Rajamahendravaram: Pulasa, an exotic fish species, comes calling, tickling the taste buds of food lovers and bringing cheers for the fishermen at Sir Arthur Cotton Barrage at Dolweswaram in the current season.

The exotic fish is available for catch from the last week of June to August only and this is the time when fishermen make a fast buck. Pulasa, setting aside its size and weight, costs more and is in great demand because of its unique taste.

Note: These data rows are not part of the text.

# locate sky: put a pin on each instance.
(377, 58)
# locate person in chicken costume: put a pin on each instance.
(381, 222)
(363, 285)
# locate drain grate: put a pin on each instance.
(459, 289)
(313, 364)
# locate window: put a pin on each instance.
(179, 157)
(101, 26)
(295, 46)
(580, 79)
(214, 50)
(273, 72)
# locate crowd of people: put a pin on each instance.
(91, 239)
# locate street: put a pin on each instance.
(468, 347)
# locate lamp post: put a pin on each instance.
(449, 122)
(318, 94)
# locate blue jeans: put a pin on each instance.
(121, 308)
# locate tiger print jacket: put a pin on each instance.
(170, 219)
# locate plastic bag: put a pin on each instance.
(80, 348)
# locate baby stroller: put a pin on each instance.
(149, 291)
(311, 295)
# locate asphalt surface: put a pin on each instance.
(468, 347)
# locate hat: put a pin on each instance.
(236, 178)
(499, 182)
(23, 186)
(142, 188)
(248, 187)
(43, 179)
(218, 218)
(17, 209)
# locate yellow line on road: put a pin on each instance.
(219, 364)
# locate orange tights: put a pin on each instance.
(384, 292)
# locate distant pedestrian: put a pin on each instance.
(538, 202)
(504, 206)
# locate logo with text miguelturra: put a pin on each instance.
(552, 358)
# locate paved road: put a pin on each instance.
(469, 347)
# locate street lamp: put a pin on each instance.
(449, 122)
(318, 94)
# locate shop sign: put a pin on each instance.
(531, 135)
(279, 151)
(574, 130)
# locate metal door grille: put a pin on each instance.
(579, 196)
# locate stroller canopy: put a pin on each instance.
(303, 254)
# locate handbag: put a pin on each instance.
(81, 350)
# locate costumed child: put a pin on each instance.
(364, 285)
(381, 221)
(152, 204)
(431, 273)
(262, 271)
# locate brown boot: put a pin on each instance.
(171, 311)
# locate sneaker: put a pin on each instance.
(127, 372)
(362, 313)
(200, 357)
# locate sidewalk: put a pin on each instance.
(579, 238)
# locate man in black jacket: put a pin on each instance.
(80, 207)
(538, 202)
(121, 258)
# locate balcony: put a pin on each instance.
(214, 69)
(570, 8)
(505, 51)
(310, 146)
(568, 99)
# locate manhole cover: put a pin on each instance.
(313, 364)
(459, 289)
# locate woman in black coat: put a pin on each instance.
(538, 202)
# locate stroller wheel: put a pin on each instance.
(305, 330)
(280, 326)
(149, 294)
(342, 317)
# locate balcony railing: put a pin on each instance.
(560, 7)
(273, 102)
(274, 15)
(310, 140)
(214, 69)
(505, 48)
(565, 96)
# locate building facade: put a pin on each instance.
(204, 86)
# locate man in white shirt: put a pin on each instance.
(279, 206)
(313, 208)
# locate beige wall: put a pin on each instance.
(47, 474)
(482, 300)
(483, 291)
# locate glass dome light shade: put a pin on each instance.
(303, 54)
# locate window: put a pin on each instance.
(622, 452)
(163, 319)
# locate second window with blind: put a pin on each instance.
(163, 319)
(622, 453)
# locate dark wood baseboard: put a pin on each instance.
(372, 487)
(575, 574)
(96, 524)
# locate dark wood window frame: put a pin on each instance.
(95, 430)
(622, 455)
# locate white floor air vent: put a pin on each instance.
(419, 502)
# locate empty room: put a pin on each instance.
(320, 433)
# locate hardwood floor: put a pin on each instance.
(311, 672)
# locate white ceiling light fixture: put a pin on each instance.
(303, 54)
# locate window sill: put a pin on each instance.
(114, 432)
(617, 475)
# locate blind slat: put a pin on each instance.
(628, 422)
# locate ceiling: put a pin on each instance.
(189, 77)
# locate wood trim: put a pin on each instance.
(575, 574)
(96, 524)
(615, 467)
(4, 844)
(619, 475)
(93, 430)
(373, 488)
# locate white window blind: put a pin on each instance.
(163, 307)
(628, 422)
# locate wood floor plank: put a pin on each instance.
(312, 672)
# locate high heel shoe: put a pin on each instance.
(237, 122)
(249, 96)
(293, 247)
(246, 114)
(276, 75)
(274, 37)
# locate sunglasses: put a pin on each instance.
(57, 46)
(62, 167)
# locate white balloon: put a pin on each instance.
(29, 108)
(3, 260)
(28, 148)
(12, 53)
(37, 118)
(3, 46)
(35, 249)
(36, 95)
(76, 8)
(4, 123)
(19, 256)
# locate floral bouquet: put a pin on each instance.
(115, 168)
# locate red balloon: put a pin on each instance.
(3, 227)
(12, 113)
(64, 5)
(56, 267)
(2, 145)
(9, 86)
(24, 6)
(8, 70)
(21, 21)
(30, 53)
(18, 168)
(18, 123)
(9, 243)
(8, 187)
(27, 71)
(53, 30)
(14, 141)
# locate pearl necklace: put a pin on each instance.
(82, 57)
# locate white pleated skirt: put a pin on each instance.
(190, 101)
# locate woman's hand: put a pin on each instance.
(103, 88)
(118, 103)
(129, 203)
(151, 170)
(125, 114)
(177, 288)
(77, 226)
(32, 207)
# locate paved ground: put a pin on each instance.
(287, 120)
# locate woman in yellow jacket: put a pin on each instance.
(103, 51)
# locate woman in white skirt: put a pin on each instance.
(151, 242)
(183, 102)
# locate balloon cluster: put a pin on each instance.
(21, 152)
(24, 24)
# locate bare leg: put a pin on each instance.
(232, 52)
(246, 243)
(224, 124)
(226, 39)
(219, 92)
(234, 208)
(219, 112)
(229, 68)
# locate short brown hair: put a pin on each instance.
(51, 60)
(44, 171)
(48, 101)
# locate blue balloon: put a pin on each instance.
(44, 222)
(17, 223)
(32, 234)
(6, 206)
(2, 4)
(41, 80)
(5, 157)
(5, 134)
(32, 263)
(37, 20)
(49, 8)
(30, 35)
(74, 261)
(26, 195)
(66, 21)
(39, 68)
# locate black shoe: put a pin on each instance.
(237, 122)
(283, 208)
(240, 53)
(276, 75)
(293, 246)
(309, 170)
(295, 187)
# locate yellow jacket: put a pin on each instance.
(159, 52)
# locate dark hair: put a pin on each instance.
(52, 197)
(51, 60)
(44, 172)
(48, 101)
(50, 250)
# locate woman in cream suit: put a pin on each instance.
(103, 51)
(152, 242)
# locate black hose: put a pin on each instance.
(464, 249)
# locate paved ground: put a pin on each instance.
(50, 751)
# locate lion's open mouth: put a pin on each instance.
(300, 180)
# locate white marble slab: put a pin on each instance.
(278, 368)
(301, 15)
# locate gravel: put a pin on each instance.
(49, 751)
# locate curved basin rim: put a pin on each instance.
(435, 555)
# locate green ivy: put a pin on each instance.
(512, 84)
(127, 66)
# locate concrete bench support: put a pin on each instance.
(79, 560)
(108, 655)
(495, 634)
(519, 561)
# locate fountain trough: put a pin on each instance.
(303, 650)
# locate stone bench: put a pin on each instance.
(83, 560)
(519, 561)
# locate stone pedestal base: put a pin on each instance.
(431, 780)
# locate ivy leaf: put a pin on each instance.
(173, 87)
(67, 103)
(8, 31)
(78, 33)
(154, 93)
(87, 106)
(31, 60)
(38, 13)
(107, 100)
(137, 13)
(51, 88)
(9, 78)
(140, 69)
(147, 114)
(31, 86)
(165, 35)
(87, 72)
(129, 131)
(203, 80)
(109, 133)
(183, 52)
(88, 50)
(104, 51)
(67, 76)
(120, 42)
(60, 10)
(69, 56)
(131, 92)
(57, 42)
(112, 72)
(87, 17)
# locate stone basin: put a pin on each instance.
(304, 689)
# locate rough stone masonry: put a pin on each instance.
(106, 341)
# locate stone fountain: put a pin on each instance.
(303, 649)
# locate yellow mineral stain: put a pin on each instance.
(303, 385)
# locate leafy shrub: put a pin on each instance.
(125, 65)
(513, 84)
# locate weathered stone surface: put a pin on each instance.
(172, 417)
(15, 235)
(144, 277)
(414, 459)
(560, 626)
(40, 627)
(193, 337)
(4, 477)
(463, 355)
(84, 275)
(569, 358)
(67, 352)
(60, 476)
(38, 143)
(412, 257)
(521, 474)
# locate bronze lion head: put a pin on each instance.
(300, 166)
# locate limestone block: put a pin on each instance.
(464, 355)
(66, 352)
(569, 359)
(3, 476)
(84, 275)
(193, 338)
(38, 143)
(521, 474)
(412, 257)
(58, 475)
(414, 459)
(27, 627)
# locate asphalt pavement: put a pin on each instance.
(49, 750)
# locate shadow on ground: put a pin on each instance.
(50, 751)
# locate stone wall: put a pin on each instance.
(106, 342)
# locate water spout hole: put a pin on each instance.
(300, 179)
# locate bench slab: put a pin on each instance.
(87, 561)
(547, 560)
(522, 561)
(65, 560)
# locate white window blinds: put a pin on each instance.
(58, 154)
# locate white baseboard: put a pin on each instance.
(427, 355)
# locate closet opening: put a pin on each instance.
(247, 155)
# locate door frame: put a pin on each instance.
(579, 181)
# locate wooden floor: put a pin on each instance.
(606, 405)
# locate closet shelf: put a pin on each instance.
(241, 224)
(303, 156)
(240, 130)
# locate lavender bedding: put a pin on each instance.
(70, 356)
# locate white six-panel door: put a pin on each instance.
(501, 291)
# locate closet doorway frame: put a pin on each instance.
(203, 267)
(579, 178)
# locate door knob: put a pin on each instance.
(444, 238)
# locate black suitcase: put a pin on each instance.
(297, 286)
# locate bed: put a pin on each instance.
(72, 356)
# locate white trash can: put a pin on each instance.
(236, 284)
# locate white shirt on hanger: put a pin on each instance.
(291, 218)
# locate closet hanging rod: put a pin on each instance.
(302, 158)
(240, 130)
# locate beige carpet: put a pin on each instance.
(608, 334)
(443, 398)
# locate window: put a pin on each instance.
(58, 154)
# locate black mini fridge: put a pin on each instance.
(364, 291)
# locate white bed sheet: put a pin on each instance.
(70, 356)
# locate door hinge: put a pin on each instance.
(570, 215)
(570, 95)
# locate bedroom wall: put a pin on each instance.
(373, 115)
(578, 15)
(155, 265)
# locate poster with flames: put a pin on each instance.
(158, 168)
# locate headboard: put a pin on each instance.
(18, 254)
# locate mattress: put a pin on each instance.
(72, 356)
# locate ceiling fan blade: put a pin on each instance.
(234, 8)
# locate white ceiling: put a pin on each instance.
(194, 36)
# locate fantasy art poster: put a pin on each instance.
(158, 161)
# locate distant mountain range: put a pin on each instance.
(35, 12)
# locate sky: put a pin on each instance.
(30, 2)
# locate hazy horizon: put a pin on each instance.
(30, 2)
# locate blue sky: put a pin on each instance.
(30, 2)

It has got a plenty of stories as to how the particular species helps go-getters please the people at the helm. There are instances where some enterprising politicos in the Godavari delta region secure the tickets from their political bosses by supplying the delicious pulasa at the time of elections.

So also the employees in the lower rungs use it to keep their top brass in good humour. There is a popular phrase in the Godavari districts - 'Pustelu Takattu Pettina Pulasa Tinali' meaning one should eat pulasa even by pledging his wife’s mangalasutra.

True to this maxim, the Godavari people will devour it to their contentment and its soaring price, of course, never matters.

According to GV Rao, Assistant Director, Fisharies Department, its name is Hilasa Ilasa. The fish is known as Vilasa while in marine water and later called as pulasa after entering into fresh and sweet waters of the Godavari river.

The tasteless vilasa in the sea metamorphoses into a delicious pulasa. It begins its marathon journey from the sea into sweet waters of the Godavari. After entering into the river it burns its fat and becomes slim in the process so as to be tasty. More the tasty it is more the distance it travels in the river, it is said.

The fish takes 12 hours to traverse a distance of 80 km from the confluence point of the river and up to Dowleswaram, which is the last point on its journey.

The Assistant Director added that the fish comes into river waters for breeding purpose and returns to the sea after the breeding.

Pulasa can be identified with its glistening body. Because of increasing industrial pollution, the fish is said to be changing its course towards Odisha, indicating the fact that it will be scarce at Dowleswaram in the near future.

Last year, a kg of Pulasa was sold from a minimum of Rs 5,000 to Rs 8,000 because of its heavy demand. A mature pulasa lays 0.1- 2.0 million eggs in fresh water.

S Dhanaraj, a fisherman, said arrival of the species was noticed at the barrage a few days ago and more arrivals are expected in August. And, hordes of sleek cars flooding the barrage is, of course, a sign of its arrival.